Something was messing with my usual crisp reception of 88.1 FM KJAZZ, and for a brief, panicked moment, I suspected rogue RFI had infiltrated my house. My trusty Tecsun PL-880, usually a fortress against interference, was coughing up static like an asthmatic saxophonist. I switched to my Tecsun PL-680—same sputtering disaster. After a round of troubleshooting that felt like an exorcism, I moved both radios away from the wall and onto a small table. Just like that, KJAZZ returned in all its smooth, undistorted glory. Lesson learned: walls are the enemy.
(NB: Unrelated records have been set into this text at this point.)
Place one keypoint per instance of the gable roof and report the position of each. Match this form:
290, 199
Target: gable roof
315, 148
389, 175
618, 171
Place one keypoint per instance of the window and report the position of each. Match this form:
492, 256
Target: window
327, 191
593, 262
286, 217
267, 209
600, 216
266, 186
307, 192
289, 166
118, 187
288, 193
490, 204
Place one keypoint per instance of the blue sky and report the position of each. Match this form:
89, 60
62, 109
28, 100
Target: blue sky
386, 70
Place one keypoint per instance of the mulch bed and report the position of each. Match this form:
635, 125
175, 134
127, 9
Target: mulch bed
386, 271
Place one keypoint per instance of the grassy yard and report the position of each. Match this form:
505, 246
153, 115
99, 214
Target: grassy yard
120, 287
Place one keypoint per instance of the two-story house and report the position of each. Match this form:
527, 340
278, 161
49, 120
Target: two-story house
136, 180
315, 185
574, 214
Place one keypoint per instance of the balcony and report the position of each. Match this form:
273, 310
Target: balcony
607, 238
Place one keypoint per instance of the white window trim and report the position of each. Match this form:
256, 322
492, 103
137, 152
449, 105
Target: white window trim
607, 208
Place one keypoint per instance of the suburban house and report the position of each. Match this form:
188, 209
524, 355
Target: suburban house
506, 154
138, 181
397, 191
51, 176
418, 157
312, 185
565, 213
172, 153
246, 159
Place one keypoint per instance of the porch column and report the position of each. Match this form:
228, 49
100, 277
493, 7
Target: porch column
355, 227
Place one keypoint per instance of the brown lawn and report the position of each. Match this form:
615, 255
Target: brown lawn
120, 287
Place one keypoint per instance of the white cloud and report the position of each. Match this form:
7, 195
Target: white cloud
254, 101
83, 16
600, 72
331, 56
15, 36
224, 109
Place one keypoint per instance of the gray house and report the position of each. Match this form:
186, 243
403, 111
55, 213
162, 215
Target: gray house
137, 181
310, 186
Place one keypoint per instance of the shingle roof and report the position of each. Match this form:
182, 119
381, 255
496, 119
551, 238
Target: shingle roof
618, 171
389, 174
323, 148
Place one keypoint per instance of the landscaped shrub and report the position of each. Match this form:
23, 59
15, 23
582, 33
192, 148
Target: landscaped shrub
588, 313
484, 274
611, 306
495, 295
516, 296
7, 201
This minor fiasco led me to re-evaluate the much-hyped DSP-enhanced reception. I hate to say it, but my so-called cutting-edge DSP radios—Qodosen DX-286, Tecsun PL-880, and Tecsun PL-990—aren’t doing anything special on FM. My old-school PLL receivers, the Tecsun PL-680 and PL-660, hold their own just fine. The fancy digital signal processing? Overrated.
Speaking of things that need fixing, the shrill, ear-piercing speaker sound on the 660 and 680 had been plaguing me for too long—until I discovered that a simple flick of the Treble to Bass setting transformed their audio from "tin can torture" to something much warmer, even pleasant. A revelation, really.
Still, there’s something I can’t quite explain: despite their objectively better speaker quality, the 880 and 990 don’t captivate me the way the 660 and 680 do. Maybe it’s nostalgia, or maybe it’s a longing for a simpler, pre-DSP era—when radios didn’t try so hard to be smart, and all you needed was a decent tuner, a good antenna, and a quiet room.
An electrically quiet room is hard to come by these days.
I got my PL-660 in 2011 and remember going to a nearby park at night, over a hill shielding me from civilization to listen to radio. I still go to parks in the daytime to listen to radio.